Of course, I was skeptical.  How could a carbon wheelset for under $1500 really have the quality and performance I would expect of a carbon race wheel?  Would my money be better spent on an aluminum wheelset? Would they really hold up under power and weight?  To start out, my wife gave them a speed test.  A small, compact time trialist, she’d know if they had the aero qualities she’d grown accustomed to.  The light weight was noticeable for her as a smaller rider, and she reported that they cut neatly through the air yet didn’t wobble in cross winds.  So far, so good.

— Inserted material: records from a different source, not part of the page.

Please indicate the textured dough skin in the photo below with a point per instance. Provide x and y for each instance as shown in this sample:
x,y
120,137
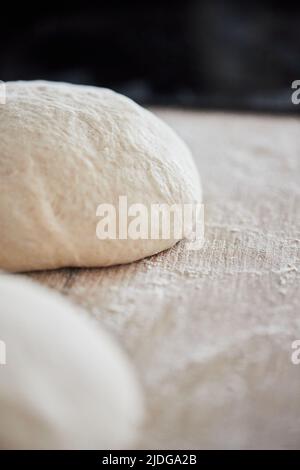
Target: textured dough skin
x,y
66,384
65,149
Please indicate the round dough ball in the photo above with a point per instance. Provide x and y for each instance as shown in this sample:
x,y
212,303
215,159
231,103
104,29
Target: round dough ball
x,y
64,150
66,384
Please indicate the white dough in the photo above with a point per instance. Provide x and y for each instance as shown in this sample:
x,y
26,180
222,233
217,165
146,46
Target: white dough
x,y
66,384
65,149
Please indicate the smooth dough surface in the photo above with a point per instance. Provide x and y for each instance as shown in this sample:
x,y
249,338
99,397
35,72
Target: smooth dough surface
x,y
66,384
65,149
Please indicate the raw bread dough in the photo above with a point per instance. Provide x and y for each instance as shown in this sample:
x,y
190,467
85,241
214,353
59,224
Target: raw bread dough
x,y
66,384
65,149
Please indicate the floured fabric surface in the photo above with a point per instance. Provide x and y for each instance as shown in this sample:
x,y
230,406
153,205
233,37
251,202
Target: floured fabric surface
x,y
210,331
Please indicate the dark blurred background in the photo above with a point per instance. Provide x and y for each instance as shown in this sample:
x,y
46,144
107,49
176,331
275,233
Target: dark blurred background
x,y
193,53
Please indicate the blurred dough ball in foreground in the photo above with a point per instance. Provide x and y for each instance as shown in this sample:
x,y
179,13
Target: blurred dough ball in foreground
x,y
65,384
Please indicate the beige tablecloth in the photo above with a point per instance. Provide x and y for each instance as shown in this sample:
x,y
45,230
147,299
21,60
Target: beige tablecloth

I rode them next, and under my 200 pound plus frame I started out a little cautiously.  I didn’t need to. The Reynolds Attack wheelset springs into life when the power is put on, sprinting away or nipping up hills with no detectable flex. On the descents the braking was a little sluggish, which is not uncommon for a carbon wheel, but they stayed secure and stable even over bumps and holes.  You wouldn’t want to hit something hard with these, as with any carbon wheel, so if you are a careless rider stick to aluminum wheels, but for a simulated road race under my weight, these wheels really gave their money’s worth.

Conclusion

If you are looking to step up in your racing, want a versatile yet competitive wheelset for triathlon or stage racing, or have just dreamt of riding carbon wheels since you got your first 2-wheeler, then these are great wheels.  If you are a larger rider, or if you race aggressively in tough races on rough surfaces, your money will last longer with aluminum.  For most racers though, these wheels will give you the opportunity to enjoy feather light carbon performance for a fraction of what you’d expect to spend.